預金は預金保険制度によって一定額まで保護されています。その代わり大きなリターンは期待できません。
一方で株式は元本保証がありません。しかし企業が成長すれば、投資した金額の何倍にもなる可能性があります。
リスクとリターンは表裏一体です。
大きく増える可能性があるということは、大きく下がる可能性もあるということです。
そのため、家計のすべてを株式に投資するのではなく、生活防衛資金を確保した上で余裕資金を活用することが大切になります。

株式投資のメリット
長期的な資産成長が期待できる
株式投資最大の魅力は、企業の成長による資産拡大が期待できることです。
私たちが日常的に利用している企業は、商品やサービスを販売して利益を生み出しています。そして、その利益を設備投資や研究開発、人材採用、新規事業などに再投資することで、さらに大きな利益を目指しています。
例えば、新しい店舗を出店したり、新商品を開発したり、海外市場へ進出したりすることで売上や利益が増加します。その結果として企業価値が高まり、株価も上昇していくことになります。

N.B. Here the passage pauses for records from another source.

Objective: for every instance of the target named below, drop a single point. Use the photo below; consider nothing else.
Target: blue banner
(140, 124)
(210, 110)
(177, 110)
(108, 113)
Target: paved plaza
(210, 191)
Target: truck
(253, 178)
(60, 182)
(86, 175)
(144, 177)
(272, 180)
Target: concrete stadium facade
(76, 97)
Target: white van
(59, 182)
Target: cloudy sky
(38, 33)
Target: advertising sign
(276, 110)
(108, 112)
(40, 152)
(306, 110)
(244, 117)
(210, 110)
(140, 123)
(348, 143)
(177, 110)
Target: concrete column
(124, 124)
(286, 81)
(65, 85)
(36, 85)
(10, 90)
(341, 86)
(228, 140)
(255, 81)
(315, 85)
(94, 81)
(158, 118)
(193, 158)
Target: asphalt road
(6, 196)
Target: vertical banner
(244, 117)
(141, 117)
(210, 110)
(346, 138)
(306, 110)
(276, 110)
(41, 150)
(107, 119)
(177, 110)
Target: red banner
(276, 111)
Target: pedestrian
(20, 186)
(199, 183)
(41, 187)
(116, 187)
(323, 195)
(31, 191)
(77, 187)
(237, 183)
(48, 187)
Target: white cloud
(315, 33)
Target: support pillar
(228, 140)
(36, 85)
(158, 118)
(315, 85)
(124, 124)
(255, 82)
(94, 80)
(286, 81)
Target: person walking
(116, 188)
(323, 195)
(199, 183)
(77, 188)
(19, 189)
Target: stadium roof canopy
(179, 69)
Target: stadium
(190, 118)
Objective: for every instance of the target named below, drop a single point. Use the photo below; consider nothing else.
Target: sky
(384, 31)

実際に過去20〜30年を振り返ると、世界経済は様々な危機を経験しながらも成長を続けてきました。インターネットの普及、スマートフォンの登場、AI技術の発展など、技術革新によって企業の利益は拡大し続けています。
もちろん、すべての企業が成長するわけではありません。競争に敗れて衰退する企業もあります。しかし世界全体で見ると、人口増加や技術革新によって経済は長期的に成長してきました。

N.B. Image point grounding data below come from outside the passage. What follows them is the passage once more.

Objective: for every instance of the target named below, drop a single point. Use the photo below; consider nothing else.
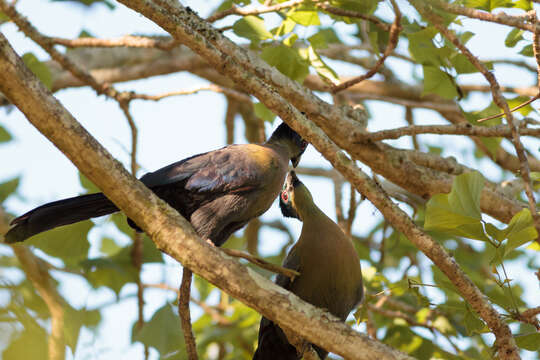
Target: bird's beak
(295, 160)
(292, 179)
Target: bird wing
(292, 261)
(229, 169)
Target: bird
(218, 191)
(330, 274)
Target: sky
(170, 130)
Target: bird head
(290, 139)
(294, 197)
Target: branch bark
(290, 101)
(172, 233)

FPとして相談を受けていると、「預金だけではなかなかお金が増えない」という悩みを持つ方が少なくありません。一方で、長期間にわたり株式や株式を中心とした投資信託へ積立投資を続けてきた方は、企業成長の恩恵を受けながら資産を大きく増やしているケースが多く見られます。
株式投資は短期間で利益を狙う投機ではなく、企業の成長に参加し、その成果を受け取るための仕組みです。だからこそ、老後資金や教育資金など10年以上先の資金作りと非常に相性が良いのです。
配当金を受け取ることができる
株式投資では、企業の利益の一部を配当金として受け取れる場合があります。これをインカムゲインと呼びます。
例えば配当利回り3%の企業に100万円投資していれば、年間3万円程度の配当金を受け取れる可能性があります。さらに、その配当金を再投資していけば複利効果も期待できます。
配当金の魅力は、自分が働かなくても収入を得られることです。
会社員の場合、収入を増やそうと思えば残業をしたり昇進したりする必要があります。しかし配当金は保有している資産そのものが収入を生み出してくれます。
実際にFP相談では、「老後に年金以外の収入源が欲しい」という相談を受けることがあります。そのような方にとって、配当金は将来の家計を支える重要な収入源になる可能性があります。
ただし注意したいのは、配当金は銀行預金の利息とは違い保証されているものではないということです。企業業績が悪化すれば減配や無配になることもあります。そのため配当利回りの高さだけで判断するのではなく、その企業が安定して利益を生み出せるかどうかを確認することが大切です。
株主優待を受けられる
日本株の特徴として株主優待制度があります。
株主優待とは、企業が株主に対して商品券や食事券、自社商品などを提供する制度です。飲食チェーンの食事券やスーパーの商品券、日用品、自社製品など様々な優待があります。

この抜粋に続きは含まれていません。